3D printing of organs

By the time that our grandchildren are grown up and have become grandparents themselves, they will probably still have another hundred years of life ahead of them.  The technology to replace worn out body parts and organs is growing at such a fast rate that it is difficult for us to keep pace.  The amazing thing about the technology is that the new body parts that will be created will not just be any old body parts, they will be made from your own cells and will be as much a part of you as the old part that you are about to throw away.  The long incredible story of organ transplants will be rewritten and the fight to prevent transplant rejection, to develop immunosuppressant drugs and find the right donor will become historical anecdotes.   Now the competition between groups of medical researchers and bio engineers is really hotting up - is it best to just print them out or grow your own?

Print them Out
3D printing is amazing technology and bioengineers have already managed to print a number of different body parts.

To print ears, researchers at Cornell University took scans of a child's ear and then created molds of the different parts.  These were injected with a gel of cartilage and collagen that  set and acted like the scaffolding on a new building.  The scaffolding was primed with cell culture made from the child's own cells,  which then grew into the right shape of cartilage and was ready in 3 months.

Bones are Washington State University's baby. They printed their scaffolding with a ceramic powder, covered it with a layer of plastic binder, baked it in the oven and then cultured human bone from bone cells over the top.  They can now use images from MRI scans of injuries and print the exact pieces that are needed to mend complex fractures.  A bit like printing the lost piece of a jigsaw puzzle.

The University of Pennsylvania has a thing for blood vessels and its work will be crucial if the technology is to progress to the printing of entire organs. Their technique involves printing sugar filaments in a mold then coating it with a corn polymer. The human cells in a gel are injected into the mold, left to set like jelly and then the sugar filaments are dissolved and washed away with water to leave beautiful clean vascular tubes.

The most ambitious printing project to date has been carried out by Wake Forest Institute who have managed to bioprint a kidney. They deposit cultures of different kidney cells (from the patient's own cells) onto a biodegradable scaffold which will gradually break down as the cells grow into the kidney,inside the patient.  Although to date none of the printed kidneys are functional, the project has given hope to the thousands of patients waiting for kidney transplants and as the new kidneys are from the patient's own cells there will be virtually no risk of rejection.

Grow your own

Producing replacement organs in the lab has been a hot topic since scientists managed to grow mouse tear ducts back in 2000. This year Anthony Atala, of the Wake Forest Institute for Regenerative Medicine in North Carolina, revealed his success at growing and transplanting vaginas he had created from the women’s own cells.

Four women who were without vaginas due to the severity of the condition Mayer-Rokitansky-Küster-Hauser syndrome (MRKH), had a small part of their vulvas removed and used to produce cells which were then layered onto a collagen scaffold, constructed in the shape of a healthy vagina for each patient.

Once the vaginas had been built, doctors inserted them into the women, together with their scaffolds which dissolved naturally within a few months. The operations took place several years ago, but Atala delayed publishing his results until he was certain the procedure had been a complete success.

The teenage girls, who could not menstruate normally or have penetrative sex prior to the operation, are now fully functional and should even be able to have children.
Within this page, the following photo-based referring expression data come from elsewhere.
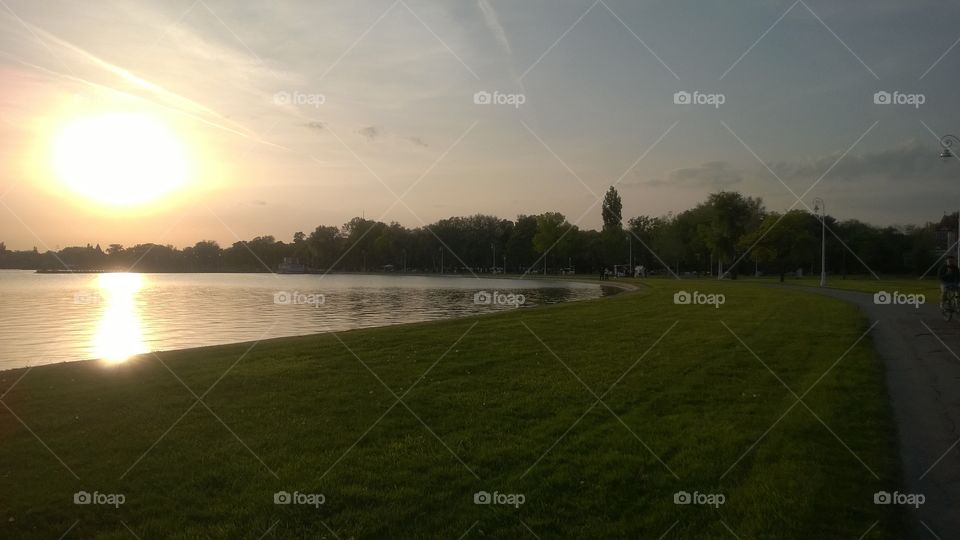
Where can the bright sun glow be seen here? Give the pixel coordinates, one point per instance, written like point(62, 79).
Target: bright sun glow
point(120, 159)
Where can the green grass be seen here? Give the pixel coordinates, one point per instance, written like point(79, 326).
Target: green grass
point(499, 400)
point(906, 285)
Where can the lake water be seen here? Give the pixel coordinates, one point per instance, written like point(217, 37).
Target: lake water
point(47, 318)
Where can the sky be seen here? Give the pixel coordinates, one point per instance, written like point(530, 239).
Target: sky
point(289, 115)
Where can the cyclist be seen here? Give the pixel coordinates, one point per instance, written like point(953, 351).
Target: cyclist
point(949, 278)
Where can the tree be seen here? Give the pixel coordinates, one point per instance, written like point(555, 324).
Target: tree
point(552, 235)
point(613, 240)
point(789, 241)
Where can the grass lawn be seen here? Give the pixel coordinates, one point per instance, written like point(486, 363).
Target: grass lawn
point(486, 406)
point(930, 287)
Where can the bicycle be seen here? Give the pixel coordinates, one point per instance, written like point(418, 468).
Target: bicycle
point(952, 303)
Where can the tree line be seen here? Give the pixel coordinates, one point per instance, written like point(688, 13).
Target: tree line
point(727, 233)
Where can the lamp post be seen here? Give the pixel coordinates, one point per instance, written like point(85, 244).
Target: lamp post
point(819, 206)
point(946, 142)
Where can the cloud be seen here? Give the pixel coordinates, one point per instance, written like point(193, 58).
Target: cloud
point(897, 166)
point(909, 161)
point(714, 175)
point(417, 141)
point(370, 132)
point(496, 28)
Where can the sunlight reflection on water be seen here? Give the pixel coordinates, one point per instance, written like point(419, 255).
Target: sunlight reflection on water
point(119, 335)
point(48, 318)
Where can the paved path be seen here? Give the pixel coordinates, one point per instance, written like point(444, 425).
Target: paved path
point(920, 351)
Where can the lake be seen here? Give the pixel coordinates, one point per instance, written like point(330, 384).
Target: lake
point(48, 318)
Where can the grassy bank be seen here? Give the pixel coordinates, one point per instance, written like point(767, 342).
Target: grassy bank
point(504, 403)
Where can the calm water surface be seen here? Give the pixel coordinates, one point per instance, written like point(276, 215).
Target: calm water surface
point(56, 318)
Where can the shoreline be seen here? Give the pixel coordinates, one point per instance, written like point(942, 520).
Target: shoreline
point(620, 288)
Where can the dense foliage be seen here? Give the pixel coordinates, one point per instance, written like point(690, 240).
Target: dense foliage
point(727, 231)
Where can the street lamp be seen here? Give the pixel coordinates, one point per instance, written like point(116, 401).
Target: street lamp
point(946, 142)
point(820, 206)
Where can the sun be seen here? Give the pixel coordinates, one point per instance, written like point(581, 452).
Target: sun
point(120, 159)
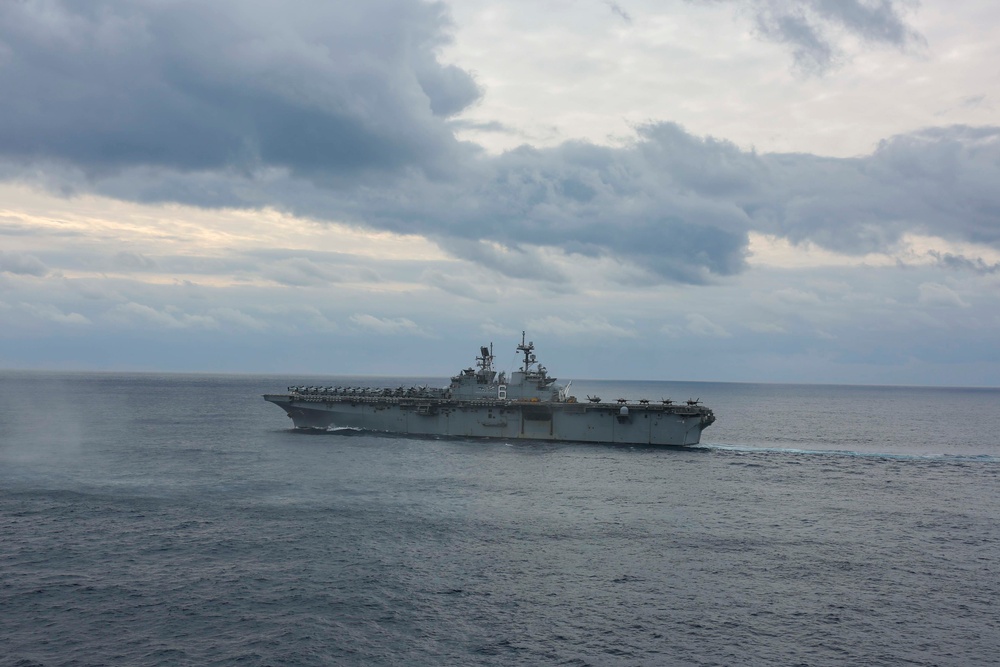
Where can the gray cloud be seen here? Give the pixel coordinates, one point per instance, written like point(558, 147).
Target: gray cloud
point(313, 86)
point(960, 262)
point(338, 111)
point(813, 28)
point(21, 263)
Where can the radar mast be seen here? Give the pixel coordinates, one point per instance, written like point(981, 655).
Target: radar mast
point(529, 354)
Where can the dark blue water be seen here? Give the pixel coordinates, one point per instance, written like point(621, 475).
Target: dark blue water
point(174, 520)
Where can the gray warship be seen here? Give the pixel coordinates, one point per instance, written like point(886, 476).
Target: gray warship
point(483, 403)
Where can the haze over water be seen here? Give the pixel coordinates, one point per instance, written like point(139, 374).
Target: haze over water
point(175, 519)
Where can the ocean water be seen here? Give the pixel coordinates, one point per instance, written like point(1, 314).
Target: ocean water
point(176, 520)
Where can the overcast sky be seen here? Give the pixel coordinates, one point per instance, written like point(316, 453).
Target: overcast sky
point(733, 190)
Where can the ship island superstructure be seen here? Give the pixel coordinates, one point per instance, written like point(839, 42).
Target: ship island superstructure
point(481, 402)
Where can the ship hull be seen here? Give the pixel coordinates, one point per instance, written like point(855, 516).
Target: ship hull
point(572, 422)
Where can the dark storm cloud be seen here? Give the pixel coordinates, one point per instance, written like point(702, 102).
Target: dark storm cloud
point(810, 27)
point(311, 86)
point(938, 181)
point(338, 111)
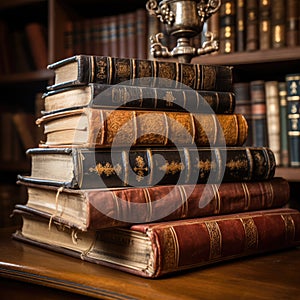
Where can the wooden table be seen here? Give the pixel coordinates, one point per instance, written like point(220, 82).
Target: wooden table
point(29, 272)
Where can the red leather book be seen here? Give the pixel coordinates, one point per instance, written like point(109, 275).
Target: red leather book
point(94, 209)
point(156, 249)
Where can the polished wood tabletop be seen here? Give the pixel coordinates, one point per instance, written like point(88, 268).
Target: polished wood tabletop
point(29, 272)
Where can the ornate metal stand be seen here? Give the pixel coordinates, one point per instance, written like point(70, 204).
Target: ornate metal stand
point(183, 19)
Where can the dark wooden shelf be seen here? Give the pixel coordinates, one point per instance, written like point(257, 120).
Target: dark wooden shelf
point(291, 174)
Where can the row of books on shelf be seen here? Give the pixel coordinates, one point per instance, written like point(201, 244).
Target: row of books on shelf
point(256, 25)
point(272, 111)
point(185, 193)
point(23, 48)
point(122, 35)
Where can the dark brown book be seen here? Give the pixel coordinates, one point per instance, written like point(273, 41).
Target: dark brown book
point(92, 127)
point(93, 209)
point(252, 27)
point(90, 168)
point(278, 22)
point(228, 26)
point(134, 97)
point(84, 69)
point(243, 106)
point(156, 249)
point(292, 23)
point(265, 35)
point(241, 25)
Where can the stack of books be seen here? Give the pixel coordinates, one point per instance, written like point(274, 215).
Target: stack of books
point(143, 169)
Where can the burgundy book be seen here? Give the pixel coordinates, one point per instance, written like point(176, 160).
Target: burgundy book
point(156, 249)
point(94, 209)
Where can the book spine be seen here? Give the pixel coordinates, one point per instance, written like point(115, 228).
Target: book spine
point(240, 21)
point(227, 26)
point(243, 106)
point(148, 167)
point(259, 117)
point(273, 118)
point(164, 128)
point(135, 97)
point(284, 150)
point(168, 202)
point(293, 115)
point(292, 23)
point(252, 28)
point(278, 23)
point(265, 24)
point(167, 74)
point(256, 233)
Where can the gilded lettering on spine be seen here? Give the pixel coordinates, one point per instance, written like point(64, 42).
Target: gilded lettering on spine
point(171, 250)
point(215, 237)
point(289, 227)
point(251, 234)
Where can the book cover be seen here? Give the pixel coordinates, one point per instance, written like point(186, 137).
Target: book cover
point(293, 113)
point(284, 149)
point(90, 168)
point(92, 127)
point(156, 249)
point(93, 209)
point(243, 106)
point(84, 69)
point(135, 97)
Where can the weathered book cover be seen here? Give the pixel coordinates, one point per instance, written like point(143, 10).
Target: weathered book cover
point(243, 106)
point(84, 168)
point(156, 249)
point(94, 209)
point(84, 69)
point(228, 26)
point(135, 97)
point(90, 127)
point(293, 116)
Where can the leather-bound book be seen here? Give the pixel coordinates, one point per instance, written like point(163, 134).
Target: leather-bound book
point(252, 27)
point(293, 115)
point(227, 26)
point(93, 209)
point(265, 25)
point(292, 23)
point(90, 168)
point(278, 22)
point(84, 69)
point(243, 106)
point(152, 250)
point(259, 115)
point(284, 149)
point(92, 127)
point(241, 25)
point(135, 97)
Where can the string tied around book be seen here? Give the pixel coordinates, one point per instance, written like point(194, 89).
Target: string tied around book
point(59, 190)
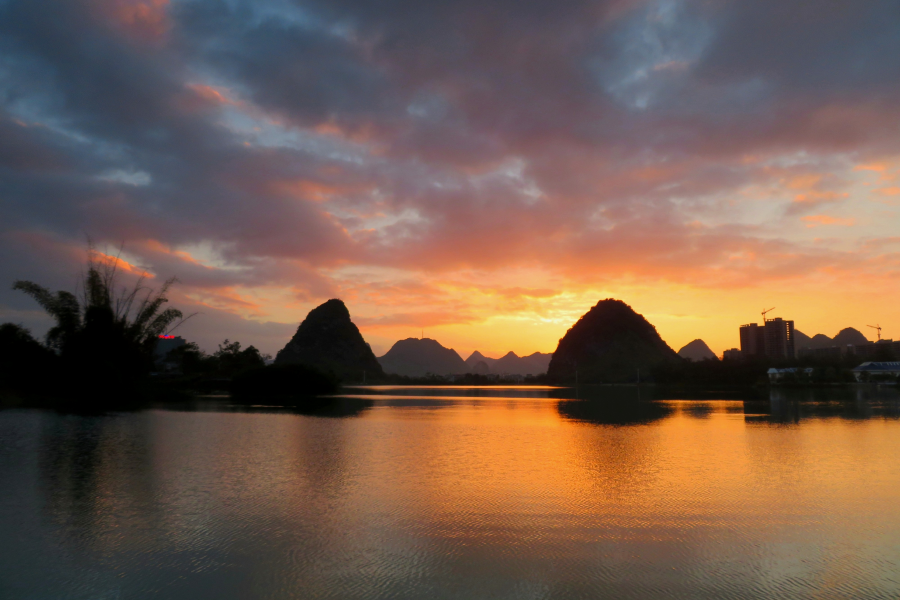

Previous attempts to recreate vaginas have involved skin grafts, which can thicken and do not provide lubrication, or tissue produced from intestinal cells which have the unfortunate side effect of secreting foul smelling mucus.

Atala is currently working on a lab grown functional penis. Other scientists are racing towards the day when an array of spare parts can be created from patients’ own cells – so eliminating rejection problems.

In the long run,  the grow your own and 3D printing techniques are clearly going to merge  and 'Photoshopping' prints could take on a whole new meaning.